Quentin Dempster writes: Bernard exonerates the water buyback process as just another example of Australian capitalism and its handmaiden government doing business as usual. This is undoubtedly true but it is an accountability cop-out, particularly as, helpfully, Bernard has listed all those other examples of expediency, vested influence peddling and political slush funding.

Both “sides” of federal politics have engaged in this conduct. That is why Australia needs a National Integrity Commission, or federal ICAC, adequately resourced, with untouchable commissioners and the full suite of coercive powers. Its mere existence would start to change a political and corporate culture which has become conducive to implementation and regulatory failure and, in all likelihood, corruption and criminality beyond breaches of ministerial codes.

How do we know if contentious water buybacks are legal and compliant unless we investigate thoroughly? 

John Brooker writes: It gives me the shits. Don’t know about everybody else. We definitely need a federal independent anti-corruption commission (i.e. one whose membership is not stacked with party hacks or ideologues faithful to one side of politics or the other).

Alistair Watson writes: Whatever the tawdry detail of buybacks of rights to harvest floodwaters in the northern part of the Murray-Darling Basin, the $80 million involved is a minuscule part of the overall cost of the deeply-flawed Murray-Darling Basin Plan.

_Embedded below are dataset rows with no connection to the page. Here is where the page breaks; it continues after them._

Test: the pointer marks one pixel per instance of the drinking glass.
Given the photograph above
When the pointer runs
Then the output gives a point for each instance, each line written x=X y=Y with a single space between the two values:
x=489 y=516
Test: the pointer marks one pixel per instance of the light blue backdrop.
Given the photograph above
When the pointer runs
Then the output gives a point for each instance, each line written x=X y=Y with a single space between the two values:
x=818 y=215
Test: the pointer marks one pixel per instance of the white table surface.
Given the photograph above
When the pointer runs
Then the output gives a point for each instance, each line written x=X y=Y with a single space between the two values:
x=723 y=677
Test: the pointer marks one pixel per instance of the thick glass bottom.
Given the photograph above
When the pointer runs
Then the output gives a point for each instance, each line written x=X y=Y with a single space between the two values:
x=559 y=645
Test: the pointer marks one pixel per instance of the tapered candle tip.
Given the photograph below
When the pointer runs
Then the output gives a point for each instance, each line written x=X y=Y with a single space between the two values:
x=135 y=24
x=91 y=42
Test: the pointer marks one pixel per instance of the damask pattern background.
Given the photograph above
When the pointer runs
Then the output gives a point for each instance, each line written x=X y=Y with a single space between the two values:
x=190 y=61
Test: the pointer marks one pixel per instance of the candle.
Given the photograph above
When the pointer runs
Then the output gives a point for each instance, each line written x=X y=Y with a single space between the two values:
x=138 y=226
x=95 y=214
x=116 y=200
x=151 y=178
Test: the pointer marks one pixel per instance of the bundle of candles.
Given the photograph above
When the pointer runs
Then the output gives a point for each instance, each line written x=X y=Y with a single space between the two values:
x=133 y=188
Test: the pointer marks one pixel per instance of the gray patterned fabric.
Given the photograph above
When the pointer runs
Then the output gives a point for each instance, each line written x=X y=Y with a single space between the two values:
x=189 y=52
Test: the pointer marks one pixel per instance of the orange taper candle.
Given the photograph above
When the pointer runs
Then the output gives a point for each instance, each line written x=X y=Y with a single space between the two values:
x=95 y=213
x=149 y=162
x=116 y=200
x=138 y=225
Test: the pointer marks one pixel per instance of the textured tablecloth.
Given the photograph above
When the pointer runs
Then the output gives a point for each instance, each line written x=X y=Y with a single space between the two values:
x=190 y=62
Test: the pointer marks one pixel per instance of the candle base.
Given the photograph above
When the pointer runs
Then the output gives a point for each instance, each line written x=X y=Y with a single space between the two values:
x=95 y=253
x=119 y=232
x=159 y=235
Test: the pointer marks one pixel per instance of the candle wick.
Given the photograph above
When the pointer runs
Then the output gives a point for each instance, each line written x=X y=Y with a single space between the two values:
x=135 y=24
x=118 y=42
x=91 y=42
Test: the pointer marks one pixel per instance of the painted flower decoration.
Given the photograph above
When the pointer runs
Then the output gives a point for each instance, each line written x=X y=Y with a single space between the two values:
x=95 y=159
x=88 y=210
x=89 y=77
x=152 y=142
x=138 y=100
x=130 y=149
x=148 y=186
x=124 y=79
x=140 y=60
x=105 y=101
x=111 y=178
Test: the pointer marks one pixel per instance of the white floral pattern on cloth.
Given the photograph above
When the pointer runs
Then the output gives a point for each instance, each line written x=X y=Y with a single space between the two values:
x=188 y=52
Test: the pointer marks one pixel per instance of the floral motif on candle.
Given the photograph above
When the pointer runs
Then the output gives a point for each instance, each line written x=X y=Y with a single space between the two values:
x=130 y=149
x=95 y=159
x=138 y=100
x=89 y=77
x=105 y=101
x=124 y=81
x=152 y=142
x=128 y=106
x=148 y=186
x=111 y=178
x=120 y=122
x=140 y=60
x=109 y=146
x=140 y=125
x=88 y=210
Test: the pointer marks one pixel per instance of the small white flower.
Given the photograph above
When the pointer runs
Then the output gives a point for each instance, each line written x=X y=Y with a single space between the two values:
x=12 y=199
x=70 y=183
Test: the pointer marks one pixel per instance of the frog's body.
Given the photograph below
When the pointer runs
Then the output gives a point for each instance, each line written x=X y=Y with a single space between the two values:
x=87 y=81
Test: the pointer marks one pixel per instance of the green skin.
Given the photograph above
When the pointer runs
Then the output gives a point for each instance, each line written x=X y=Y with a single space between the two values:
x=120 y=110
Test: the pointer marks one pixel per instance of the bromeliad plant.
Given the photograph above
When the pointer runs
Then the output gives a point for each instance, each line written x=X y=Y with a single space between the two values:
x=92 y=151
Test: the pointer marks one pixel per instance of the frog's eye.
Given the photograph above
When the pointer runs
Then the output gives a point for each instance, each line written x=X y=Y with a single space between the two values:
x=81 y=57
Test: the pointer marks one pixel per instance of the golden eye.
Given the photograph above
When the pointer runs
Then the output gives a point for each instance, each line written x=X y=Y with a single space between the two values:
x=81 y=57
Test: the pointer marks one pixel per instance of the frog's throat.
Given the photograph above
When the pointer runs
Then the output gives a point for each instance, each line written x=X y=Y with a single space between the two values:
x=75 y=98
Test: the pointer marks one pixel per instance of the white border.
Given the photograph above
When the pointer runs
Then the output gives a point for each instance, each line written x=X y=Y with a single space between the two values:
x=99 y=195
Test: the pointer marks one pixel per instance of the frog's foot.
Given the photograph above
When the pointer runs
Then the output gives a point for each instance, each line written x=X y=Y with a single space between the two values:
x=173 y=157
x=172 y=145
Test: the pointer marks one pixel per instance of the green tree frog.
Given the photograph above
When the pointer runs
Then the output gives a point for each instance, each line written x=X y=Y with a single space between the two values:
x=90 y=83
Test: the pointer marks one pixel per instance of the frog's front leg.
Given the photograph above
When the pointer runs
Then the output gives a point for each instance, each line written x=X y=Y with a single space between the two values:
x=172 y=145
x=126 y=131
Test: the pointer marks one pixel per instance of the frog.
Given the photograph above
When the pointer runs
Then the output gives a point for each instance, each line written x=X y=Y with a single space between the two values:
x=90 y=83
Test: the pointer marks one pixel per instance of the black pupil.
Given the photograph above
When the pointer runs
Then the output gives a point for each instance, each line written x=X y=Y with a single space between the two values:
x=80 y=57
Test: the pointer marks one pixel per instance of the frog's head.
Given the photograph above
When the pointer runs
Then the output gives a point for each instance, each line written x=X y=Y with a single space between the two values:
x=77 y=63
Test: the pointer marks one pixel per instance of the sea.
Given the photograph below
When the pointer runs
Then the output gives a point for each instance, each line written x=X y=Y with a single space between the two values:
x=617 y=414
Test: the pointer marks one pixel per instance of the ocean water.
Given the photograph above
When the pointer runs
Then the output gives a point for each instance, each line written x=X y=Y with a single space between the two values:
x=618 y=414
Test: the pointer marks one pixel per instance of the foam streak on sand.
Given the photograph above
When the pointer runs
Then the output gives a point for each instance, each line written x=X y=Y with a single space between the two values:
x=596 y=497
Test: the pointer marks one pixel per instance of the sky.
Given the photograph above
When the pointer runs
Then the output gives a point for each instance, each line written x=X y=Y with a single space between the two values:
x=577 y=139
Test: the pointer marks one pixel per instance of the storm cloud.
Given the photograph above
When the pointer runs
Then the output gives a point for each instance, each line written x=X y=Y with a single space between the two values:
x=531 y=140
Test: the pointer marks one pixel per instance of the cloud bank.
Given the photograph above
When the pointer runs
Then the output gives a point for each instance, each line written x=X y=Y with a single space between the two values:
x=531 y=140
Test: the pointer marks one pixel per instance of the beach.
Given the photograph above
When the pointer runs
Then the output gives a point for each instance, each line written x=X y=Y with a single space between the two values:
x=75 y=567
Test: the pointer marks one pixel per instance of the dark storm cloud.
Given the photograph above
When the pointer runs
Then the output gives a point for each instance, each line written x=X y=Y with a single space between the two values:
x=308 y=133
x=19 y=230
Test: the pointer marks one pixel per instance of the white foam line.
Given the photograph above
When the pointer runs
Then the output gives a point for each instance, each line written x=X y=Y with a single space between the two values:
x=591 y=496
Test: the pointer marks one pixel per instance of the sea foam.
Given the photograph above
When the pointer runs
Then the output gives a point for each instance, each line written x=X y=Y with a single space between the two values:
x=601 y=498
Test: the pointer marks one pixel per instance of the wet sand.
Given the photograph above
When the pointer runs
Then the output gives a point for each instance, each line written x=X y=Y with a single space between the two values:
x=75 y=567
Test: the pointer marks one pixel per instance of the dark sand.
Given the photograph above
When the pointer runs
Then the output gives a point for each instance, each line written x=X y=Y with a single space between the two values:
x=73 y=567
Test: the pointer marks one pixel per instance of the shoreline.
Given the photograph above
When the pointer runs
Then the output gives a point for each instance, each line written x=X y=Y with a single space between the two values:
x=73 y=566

Starting life as drought-induced panic and Australia Day stunt in the death throes of the Howard government in 2007, the plan has gone downhill from there.

The worst part is expenditure of billions of dollars on on-farm and off-farm irrigation infrastructure in the questionable name of water saving, as if the private capital requirements of irrigators should be paid for by taxpayers unlike other farming industries and the rest of small business. Moreover, there is no provision for depreciation accompanying this massive expenditure meaning that many irrigators will be worse off down the track.

Not just the Commonwealth, the states have a shoddy record in water policy. In particular, the Bracks-Brumby-Thwaites exercise of mid-2007 has lumbered Victorians with a more or less unused jumbo-sized desalination plant, a pipeline connecting the Goulburn Valley and Melbourne that is politically off-limits given the veto exercised by irrigators, and an uncompleted space age irrigation system in the Goulburn Valley, costing $2 billion and still counting, that is already a stranded asset because water has traded away from the uncompetitive irrigated dairy industry to downstream horticultural industries.

Australian politicians have always played it by ear in irrigation policy, ignoring abundant local expertise and empirical information available for decades. In hydraulic matters, our politicians lack the defining characteristic of the higher primates; the ability to learn from experience.

On the Israel Folau case

Mark E Smith writes: A root part of the problem and why sport needs to have these rules is the absurd notion of sport stars as role models. I’ve never in my life thought of any sport players as role models or anything vaguely along those lines. I’ve admired one or two as thinkers but really, sport and deep thought tend not to go together. Time to knock this role model nonsense on the head. Who’ll take on the task though?